La première génération de réacteurs nucléaires utilisait la filière dite UNGG ou Uranium Naturel Gaz-Graphite, dont les réacteurs furent construits avant 1970 ; l'architecture des réacteurs visait surtout à produire du Plutonium destiné à la fabrication des armes atomiques. L'on peut d'ailleurs affirmer que le matériel de première génération visait ainsi à produire beaucoup de Plutonium à usage militaire et un peu d'électricité. En France, la filière UNGG a été écartée à l'automne 1969 suite au premier accident de Saint-Laurent des Eaux (niveau 4 INES).

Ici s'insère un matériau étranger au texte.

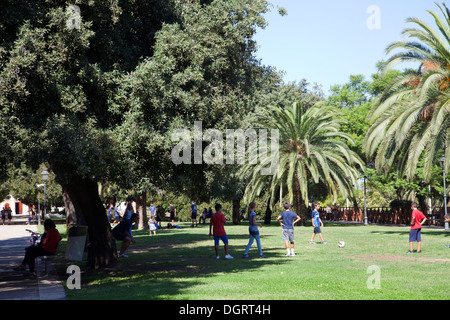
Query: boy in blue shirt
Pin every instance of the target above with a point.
(289, 219)
(317, 223)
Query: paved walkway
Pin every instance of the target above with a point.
(13, 285)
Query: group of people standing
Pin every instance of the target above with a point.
(287, 220)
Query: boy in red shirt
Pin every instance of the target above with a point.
(417, 220)
(217, 223)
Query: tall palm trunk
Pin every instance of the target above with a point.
(299, 205)
(84, 207)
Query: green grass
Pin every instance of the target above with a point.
(181, 264)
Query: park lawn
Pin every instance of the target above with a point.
(180, 264)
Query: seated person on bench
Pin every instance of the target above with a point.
(48, 246)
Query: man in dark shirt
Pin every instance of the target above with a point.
(122, 232)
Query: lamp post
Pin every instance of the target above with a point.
(442, 161)
(39, 205)
(44, 175)
(366, 221)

La deuxième génération inclut plusieurs grandes familles de réacteurs nucléaires dont les Réacteurs à Eau Pressurisée (REP/PWR) et les Réacteurs à Eau Bouillante (REB/BWR). L'histoire nucléaire du géant industriel General Electric prit naissance au milieu des années 1950, quand les USA travaillaient d'arrache-pied à la construction du premier sous-marin à propulsion nucléaire, le USS Nautilus SSN-571, mis en service en 1954. Les deux constructeurs Américains, General Electric et Westinghouse étaient alors en concurrence sur ce projet qui fut finalement remporté par le second ; l'Amiral Rickover avait en effet arbitré au début des années 1950 sur l'utilisation exclusive des Réacteurs à Eau Pressurisée pour la marine des USA. Les REB furent en fait écartés au motif - déjà - de problèmes d'instabilité de la chambre de suppression en milieu maritime et particulièrement sur les sous-marins.

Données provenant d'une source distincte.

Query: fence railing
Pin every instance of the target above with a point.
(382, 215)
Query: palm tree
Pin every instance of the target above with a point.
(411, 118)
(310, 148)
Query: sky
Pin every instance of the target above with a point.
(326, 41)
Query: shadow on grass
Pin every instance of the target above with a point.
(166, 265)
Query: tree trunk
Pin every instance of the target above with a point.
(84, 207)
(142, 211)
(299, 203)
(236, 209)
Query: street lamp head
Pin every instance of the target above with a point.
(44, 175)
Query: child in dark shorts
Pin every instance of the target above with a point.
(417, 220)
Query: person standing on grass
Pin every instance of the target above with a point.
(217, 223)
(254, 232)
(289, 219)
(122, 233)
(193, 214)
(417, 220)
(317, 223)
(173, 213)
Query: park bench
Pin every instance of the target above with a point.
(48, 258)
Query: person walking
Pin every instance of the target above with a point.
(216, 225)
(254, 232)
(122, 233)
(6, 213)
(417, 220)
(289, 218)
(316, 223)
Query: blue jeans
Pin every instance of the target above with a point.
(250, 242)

L'EBR-1 et le projet BORAX, premières réflexions sur l'atome civil
Le réacteur EBR-1 installé sur le site de l'Idaho National Laboratory fût le premier réacteur nucléaire expérimental ayant produit de l’énergie électrique en 1951. Un peu plus tard, en 1953, après les déclarations d'Untermeyer validant le principe des REB, débuta l'expérience BORAX : produire de l'électricité de manière industrielle et économique à l'aide de la filière à eau bouillante ; le premier réacteur de production BORAX1 finit d'ailleurs tristement sa carrière en 1954 par un accident... volontaire permettant aux scientifiques de mieux comprendre le fonctionnement d'un cœur de réacteur poussé dans ses derniers retranchements. Ils n'ont pas été déçus : les ingénieurs s'attendaient à une petite excursion sans danger, le réacteur explosa en fait intégralement, le cœur fur projeté à plus de 100m et les témoins furent copieusement irradiés dans l'affaire ! Cette excursion critique délibérément provoquée fût à la source de l'un des nombreux accidents de l'histoire du nucléaire civil.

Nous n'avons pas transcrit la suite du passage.